British banks could be required to pay out tens of billions of pounds if the Supreme Court upholds a ruling that controversial car loans are illegal. The case is set to begin in April.
These loans encouraged car dealers to offer higher interest rates in exchange for higher commissions, without clearly informing borrowers about the full costs. Consumer group Which! estimates that millions of drivers could be eligible for compensation if the UK’s top court rules in favor of the borrowers.
The UK government has intervened in the case due to concerns over the potential economic impact. AJ Bell’s investment director, Russ Mould, warned that such a large payout could limit banks’ ability and willingness to lend, particularly as the economic outlook remains uncertain. This, he suggested, could explain the government’s interest in the case.
One of the claimants, Marcus Johnson, is at the heart of the case. He took out a loan in 2017 when purchasing a Suzuki Swift for £6,500 ($8,400) from a dealer in Cardiff, unaware that the interest he paid on the loan would fund a commission of over £1,600. In October, the Court of Appeal ruled in Johnson’s favor, ordering South African lender FirstRand Bank to refund the commission and interest, which caused concern throughout the finance sector.
The Supreme Court will hear Johnson’s case on April 1, alongside another case involving FirstRand and one against British bank Close Brothers. If the court rules in favor of the borrowers after the three-day hearing, it will set a precedent for similar cases nationwide, potentially triggering billions in compensation payments.
The Supreme Court noted that the claimants in the linked appeals were financially unsophisticated and on relatively low incomes. It rejected the government’s attempt to intervene in the case.
Billions in Potential Costs
In anticipation of the ruling, British banks have set aside significant amounts. Lloyds Bank, for example, has reserved nearly £1.2 billion. Which! estimates that the cost to banks could reach up to £16 billion, but other analysts believe the figure could be even higher. HSBC, for instance, has suggested the total could reach £44 billion.
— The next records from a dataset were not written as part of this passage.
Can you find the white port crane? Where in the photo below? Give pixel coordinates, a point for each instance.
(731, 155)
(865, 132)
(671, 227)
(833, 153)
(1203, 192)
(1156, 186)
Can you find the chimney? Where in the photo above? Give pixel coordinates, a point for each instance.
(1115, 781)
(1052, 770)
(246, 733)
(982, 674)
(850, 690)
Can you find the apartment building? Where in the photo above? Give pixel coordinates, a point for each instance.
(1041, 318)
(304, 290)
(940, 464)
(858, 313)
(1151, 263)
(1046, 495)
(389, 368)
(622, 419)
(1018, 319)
This would put the cost of the scandal on a similar scale to the payment protection insurance (PPI) mis-selling issue, which resulted in UK banks paying out £45 billion to £50 billion in compensation.
In 2021, the Financial Conduct Authority (FCA) banned undisclosed commissions and began an investigation into the practice early last year. The FCA has said it will wait for the Supreme Court’s ruling before deciding whether to launch an automatic compensation program.
Mould added that even if the Supreme Court upholds the Court of Appeal’s decision, it could still take steps to limit the amount of compensation, which could be the best-case scenario for the banks.